Can state employees who decline to join a union in their workplace be required to pay fees to support the union’s work? On February 26, the Supreme Court will hear arguments in Janus v. American Federation of State, County, and Municipal Employees, a case pitting the First Amendment claims of dissenting employees against the interests of public-sector unions. Mark Janus, an Illinois state employee who opposes the union, argues that a state law allowing public-sector unions to charge nonmembers fees for collective-bargaining activities violates his First Amendment rights. Were the Court to accept this argument, it would severely undermine such unions, by requiring them to provide services free of charge to any worker who says he objects to the union. Regardless of what you think about unions, such a ruling would turn First Amendment law on its head.
The American Civil Liberties Union is second to none in defending the First Amendment rights of free speech, association, and assembly. We protect the right to associate and the right not to be compelled to associate against one’s will. But state laws allowing unions to charge fees for services that they must provide to all workers does not violate anyone’s free-speech rights. Here’s why.

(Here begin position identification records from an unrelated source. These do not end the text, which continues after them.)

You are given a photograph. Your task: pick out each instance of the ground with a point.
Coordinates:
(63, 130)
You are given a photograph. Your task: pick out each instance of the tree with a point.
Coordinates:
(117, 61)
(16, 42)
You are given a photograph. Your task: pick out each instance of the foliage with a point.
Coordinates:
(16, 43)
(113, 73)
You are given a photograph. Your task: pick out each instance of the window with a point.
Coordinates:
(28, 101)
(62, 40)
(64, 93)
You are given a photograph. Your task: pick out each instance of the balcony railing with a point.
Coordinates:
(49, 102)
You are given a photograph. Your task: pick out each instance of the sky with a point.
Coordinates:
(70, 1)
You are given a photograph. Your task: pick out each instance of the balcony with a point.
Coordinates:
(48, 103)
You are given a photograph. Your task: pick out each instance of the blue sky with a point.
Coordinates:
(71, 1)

Over 40 years ago, in a case called Abood v. Detroit Board of Education, the Supreme Court ruled that public employees who choose not to join a union can, nonetheless, be charged an “agency fee” to cover the cost of negotiating and implementing a collective-bargaining agreement. Unions are required by law to provide these services to all employees, regardless of whether the employees are union members or not. Because the agency fees merely cover the cost of services rendered, the Court held, they do not violate the First Amendment so long as they are not expended on the union’s ideological speech. Workers can’t be compelled to join the union, or to support its non-work-related services. But they can be required to pay for the services the union is required to provide them.

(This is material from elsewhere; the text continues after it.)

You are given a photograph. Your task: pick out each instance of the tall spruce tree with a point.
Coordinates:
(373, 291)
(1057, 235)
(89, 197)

That compromise, critical to the survival of public-sector unions, promotes three vital interests. It protects the associational interests of public employees who do not join a union by ensuring that they need not subsidize ideological speech with which they disagree. But at the same time, it protects the associational interests of those who do join unions by ensuring that they do not have to subsidize workplace services that benefit nonunion workers. And it protects the state’s important interest in ensuring labor peace by recognizing a single union.
The key to properly resolving this case requires recognition that the government is acting as an employer. The Supreme Court has long held that as an employer, the government has greater leeway to regulate the speech of its employees than it has to regulate the speech of ordinary citizens. This makes eminent sense. Workers can often be required to say certain things, and refrain from saying other things, as a function of their job. And this is true of government workplaces as well. The courts have not allowed workers to use the First Amendment as a wrench to throw into the government’s ability to function as an employer.

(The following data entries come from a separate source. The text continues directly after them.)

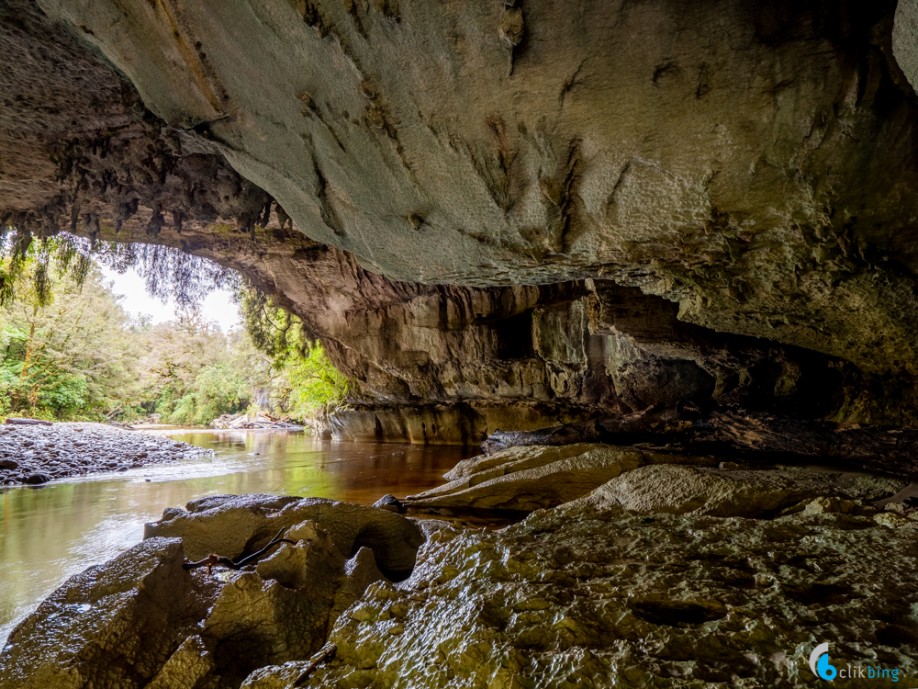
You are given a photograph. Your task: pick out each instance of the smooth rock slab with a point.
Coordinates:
(144, 620)
(572, 598)
(533, 477)
(668, 488)
(228, 524)
(114, 625)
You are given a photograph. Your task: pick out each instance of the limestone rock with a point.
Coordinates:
(144, 620)
(528, 478)
(575, 598)
(668, 488)
(751, 168)
(113, 625)
(569, 243)
(229, 524)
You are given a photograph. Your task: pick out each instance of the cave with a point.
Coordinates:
(687, 229)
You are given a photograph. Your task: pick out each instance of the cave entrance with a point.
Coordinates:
(146, 333)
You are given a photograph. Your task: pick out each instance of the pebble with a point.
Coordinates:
(34, 455)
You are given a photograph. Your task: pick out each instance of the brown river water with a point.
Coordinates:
(50, 533)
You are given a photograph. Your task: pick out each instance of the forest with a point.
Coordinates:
(69, 351)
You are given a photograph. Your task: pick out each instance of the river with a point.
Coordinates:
(50, 533)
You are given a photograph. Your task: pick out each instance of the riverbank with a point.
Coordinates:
(36, 454)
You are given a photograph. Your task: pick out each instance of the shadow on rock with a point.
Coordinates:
(144, 619)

Just as the government as employer has leeway to regulate the speech of its employees, so it should have leeway to decide that in its workplaces a single union serves the interests of efficiency and labor peace, and that all who benefit from the union’s services should pay for those services. It is not a violation of the First Amendment to disallow free riders who would have others pick up their costs. The First Amendment protects the right to speech, but not the right to get something for nothing.